April 27, 2006

Children's Sizing Standards

After studying and comparing all of my size charts collected from various sources I have come to realize the search for a good standard may be in vain. Here is just a brief example of one meausurement and how it varies.

Size 8 child: Major US Retailer
Bicep (inches) : 7.75
Recommended Ease : 1.5-2.0
Draft Line : 9.25-9.75

Size 8 child: Armstrong
Bicep (inches): 8.125
Recommended Ease : 2.875
Draft Line: 11

Size 8 child: Mortimer-Dunn
Bicep (inches): 8.75
Recommended Ease: 1.5-2.0
Draft Line : 10.25-10.75

Size 8 child: Dressform Co.
Bicep (inches): 7.75
Recommended Ease : 1.5-2.0
Draft Line : 9.25-9.75

As you can see there is quite a range in measurements. To fit the most average child, it is best to fall in between the range. But it still begs the question of who is more correct? The Armstrong measurement is especially suspect because she recommends far too much ease in her drafting measurement.

For my new blocks, I have decided to use the Aldrich charts.

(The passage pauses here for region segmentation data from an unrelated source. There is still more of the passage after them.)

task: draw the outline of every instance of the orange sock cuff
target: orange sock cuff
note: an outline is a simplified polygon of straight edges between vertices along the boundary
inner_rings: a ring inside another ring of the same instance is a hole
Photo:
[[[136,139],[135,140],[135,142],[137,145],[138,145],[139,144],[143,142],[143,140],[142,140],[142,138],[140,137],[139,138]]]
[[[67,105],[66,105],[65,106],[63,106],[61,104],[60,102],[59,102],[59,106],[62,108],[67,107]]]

She has statistical data to backup her charts. The US retailer and dressform co. charts are based off of the 1977 study and have been adjusted/updated over the years. I don't know where Armstrong and Mortimer-Dunn got their measurements, but their numbers seem odd. As far as I can tell, Aldrich is fairly close to the Major US Retailer. I am currently in the process of converting her measurements over to inches, to the nearest 1/8". This introduces an error into her measurements, but I am most comfortable using those units. Once I fine tune and tweak the numbers so they look right and are easy to work with, I will then compare my charts to those above and make sure I fall somewhere in the range. And I am still toying with the idea of working in metric anyway. I am unsure how my US customers would respond...

The next step is to draft some basic blocks and sew-up a fit sample.

My sources:
Major US Retailer - Kept confidential. Their size charts were last updated in 1981.

Patternmaking for Fashion Design by Helen Joseph Armstrong (second edition) - her third edition has an even larger measurement for a Size 8 bicep and still too much ease. I have no idea about the fourth edition.

Pattern Design for Children's Clothes by Gloria Mortimer-Dunn - the book shows basic pattern drafting skills but her size charts are a bit odd.

Dressform Co. - kept confidential, but they have one of the better charts I have seen for infants.

Metric Pattern Cutting for Children's Wear and Babywear (3rd edition) - the best book by far. I have not cited her bicep measurement because I am still studying her charts.

1 comment:

  1. Anonymous8:22 PM

    I found this page when I was searching for "books on drafting patterns for children". I've noticed the same discrepancies with sizing charts. I have Mortimer-Dunn's book and thought it would be great until I noticed that her "standard" sizes didn't match other charts I'd seen. I am a self-taught clothing designer and I am having a heck of a time finding a good book that will help me draft a standard sized pattern for kids! Since you wrote this post 4 years ago, I am hoping you've found the perfect book. Have you had any luck?